If your own employees won’t use your own products…

According to the All About Microsoft blog, a Microsoft group might soon start preventing employees from buying Apple products on the companies dime.

Microsoft’s Sales, Marketing, Services, IT, & Operations Group (SMSG) may be putting in place a policy to prevent employees from using corporate funds to buy Macs and iPads.

Based on an alleged internal e-mail passed on to me by one of my contacts, this edict just came down last week. SMSG encompasses 46,000 Microsoft employees worldwide, according to a Microsoft Careers page about the group, and includes Microsoft’s front-line consumer and business sales, service and support people.

Policies like this aren’t great for several reasons.

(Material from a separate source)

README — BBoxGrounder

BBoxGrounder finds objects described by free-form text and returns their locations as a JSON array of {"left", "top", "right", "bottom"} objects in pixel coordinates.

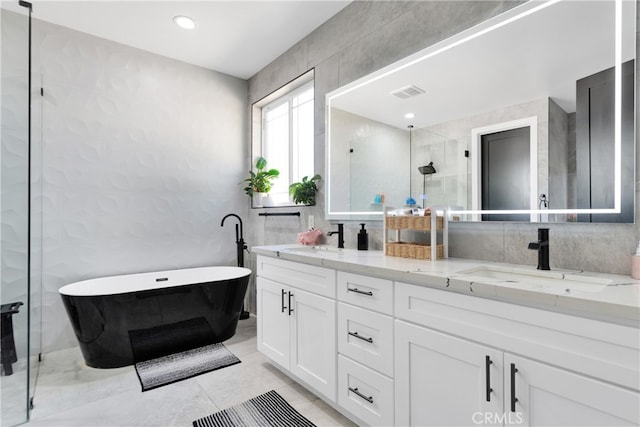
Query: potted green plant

  1. Your own employees aren’t voluntarily using your products, why not? Banning them from using non-company products for company work just masks the issue and doesn’t give you an answer to the why question and thus doesn’t give you a chance to improve your offerings.
  2. If employees don’t like company products enough to use them over a competitors similar products, maybe they aren’t the best people to have working in your sales and marketing departments. Can you imagine an Apple employee using a ThinkPad with Windows 7 installed over a Macbook Pro with OS X Lion because they thought it was better? No, me neither. They’d be chased out of the building with pitch forks before they had time to enter in their login details.
  3. It is bad for internal morale and makes you look like a loser to the outside world. Companies that effectively have to ban employees from using a competitors products are doing something wrong.